Files can be archived, or copied, across environments without going through a decryption and encryption cycle.
kdb+ is multi-platform, and as the file format is platform-agnostic, the same encrypted files can be accessed from multiple platforms.
Maintain key and process ownership and separation of responsibilities: the DBA holds TDE keys, the server admin holds FDE keys.
Availability¶
All editions of kdb+ 4.0 support TDE.
Prerequisites¶
Although kdb+ encryption requires at least OpenSSL library v1.0.2, we recommend using the latest available version. The openssl version loaded into kdb+ is reported via
(-26!)[]`SSLEAY_VERSION
However, to generate the master key, OpenSSL 1.1.1 is required due to the additional PBKDF2 functionality. The version is reported at the OS shell command line via
$ openssl version
OpenSSL 1.1.1d 10 Sep 2019
AES-NI¶
The Intel Advanced Encryption Standard (AES) New Instructions (AES-NI) engine is available for certain Intel processors, and allows for extremely fast hardware encryption and decryption using aes. The AES-NI engine in OpenSSL is automatically enabled if the detected processor has AES-NI. The following test reveals whether your processor has AES-NI in its instruction set:
$ grep -m1 -o aes /proc/cpuinfo
aes
To compare the performance of AES-NI versus no AES-NI, run the following commands and compare their outputs. (The outputs below have been abbreviated.)
The numbers reported are in 1000s of bytes per second processed.

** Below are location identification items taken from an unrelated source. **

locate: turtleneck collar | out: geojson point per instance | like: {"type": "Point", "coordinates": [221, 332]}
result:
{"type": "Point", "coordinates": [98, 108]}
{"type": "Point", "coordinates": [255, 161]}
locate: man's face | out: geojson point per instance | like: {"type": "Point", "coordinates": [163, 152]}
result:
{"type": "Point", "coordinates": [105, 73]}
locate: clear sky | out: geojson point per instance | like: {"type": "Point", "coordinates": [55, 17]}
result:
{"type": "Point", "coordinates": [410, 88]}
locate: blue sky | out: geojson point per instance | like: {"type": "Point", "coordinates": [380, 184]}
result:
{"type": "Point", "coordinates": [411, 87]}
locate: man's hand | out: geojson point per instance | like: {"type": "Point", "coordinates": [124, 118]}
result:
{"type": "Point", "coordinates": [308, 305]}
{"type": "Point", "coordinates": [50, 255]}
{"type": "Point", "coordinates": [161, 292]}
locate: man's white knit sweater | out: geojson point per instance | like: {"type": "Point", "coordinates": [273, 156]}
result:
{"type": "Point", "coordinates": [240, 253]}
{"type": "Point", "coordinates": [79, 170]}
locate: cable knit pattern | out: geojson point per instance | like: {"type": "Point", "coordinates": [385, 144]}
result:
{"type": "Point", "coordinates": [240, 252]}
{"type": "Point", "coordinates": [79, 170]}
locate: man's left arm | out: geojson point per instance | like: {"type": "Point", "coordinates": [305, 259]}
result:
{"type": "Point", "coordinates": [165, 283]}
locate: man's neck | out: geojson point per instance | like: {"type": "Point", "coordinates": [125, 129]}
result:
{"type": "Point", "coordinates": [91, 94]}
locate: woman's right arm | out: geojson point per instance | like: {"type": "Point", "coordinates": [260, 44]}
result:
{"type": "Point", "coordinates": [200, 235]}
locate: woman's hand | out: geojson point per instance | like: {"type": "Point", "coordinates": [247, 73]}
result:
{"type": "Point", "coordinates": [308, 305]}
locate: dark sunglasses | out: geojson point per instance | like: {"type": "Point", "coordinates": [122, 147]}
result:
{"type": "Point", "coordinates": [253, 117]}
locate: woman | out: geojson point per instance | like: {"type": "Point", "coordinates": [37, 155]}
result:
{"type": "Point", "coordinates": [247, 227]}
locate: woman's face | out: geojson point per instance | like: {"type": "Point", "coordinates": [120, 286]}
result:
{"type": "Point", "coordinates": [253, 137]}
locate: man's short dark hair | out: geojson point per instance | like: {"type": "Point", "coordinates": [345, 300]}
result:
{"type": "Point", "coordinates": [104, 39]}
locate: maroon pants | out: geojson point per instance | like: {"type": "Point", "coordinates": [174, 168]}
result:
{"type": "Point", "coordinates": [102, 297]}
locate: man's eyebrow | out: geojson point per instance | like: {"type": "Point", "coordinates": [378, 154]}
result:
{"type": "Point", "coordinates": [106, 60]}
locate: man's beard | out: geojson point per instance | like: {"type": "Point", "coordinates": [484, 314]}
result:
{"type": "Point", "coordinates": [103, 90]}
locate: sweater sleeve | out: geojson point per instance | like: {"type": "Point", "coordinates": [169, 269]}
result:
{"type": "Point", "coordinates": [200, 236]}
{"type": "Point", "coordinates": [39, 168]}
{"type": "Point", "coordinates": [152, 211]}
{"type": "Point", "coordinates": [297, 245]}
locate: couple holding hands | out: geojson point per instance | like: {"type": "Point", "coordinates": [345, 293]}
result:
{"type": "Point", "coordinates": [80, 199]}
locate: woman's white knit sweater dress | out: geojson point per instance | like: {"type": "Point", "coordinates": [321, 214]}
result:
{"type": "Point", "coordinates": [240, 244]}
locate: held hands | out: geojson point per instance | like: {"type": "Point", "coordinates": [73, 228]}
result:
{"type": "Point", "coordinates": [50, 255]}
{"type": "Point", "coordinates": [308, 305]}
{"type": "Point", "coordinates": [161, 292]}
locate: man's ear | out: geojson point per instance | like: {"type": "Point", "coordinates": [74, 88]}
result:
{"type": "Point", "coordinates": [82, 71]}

$ openssl speed aes-128-cbc
type 16 bytes 64 bytes 256 bytes 1024 bytes 8192 bytes
aes-128 cbc 93572.13k 101100.84k 102865.41k 103882.57k 103697.07k
$ openssl speed -evp aes-128-cbc
type 16 bytes 64 bytes 256 bytes 1024 bytes 8192 bytes
aes-128-cbc 562725.00k 596856.68k 608495.90k 608907.26k 609640.45k
A significantly better performance of the -evp
option indicates that AES-NI is enabled.
Additionally, once you have created a master key, one can verify that the OpenSSL library has support for AES-NI via a benchmark test in q, comparing default to disabled AES-NI support. e.g.
with script ebench.q
as
-36!(`:testkek.key;"mypassword")
(`:etest;20;16;0)set 100000000?10000
system"ts max get`:etest"
Execute the default, AES-NI enabled if detected, as
$q ebench.q
Compare to AES-NI disabled using the OPENSSL_ia32cap environment variable, as
$OPENSSL_ia32cap="~0x200000200000000" q ebench.q
The performance difference between AES and AES-NI was observed to be around 400% for this test.
Configuration¶
A password-protected master key is required. Choose a unique, high-entropy password which would withstand a dictionary attack; a poorly chosen password can become the weakest link in encryption.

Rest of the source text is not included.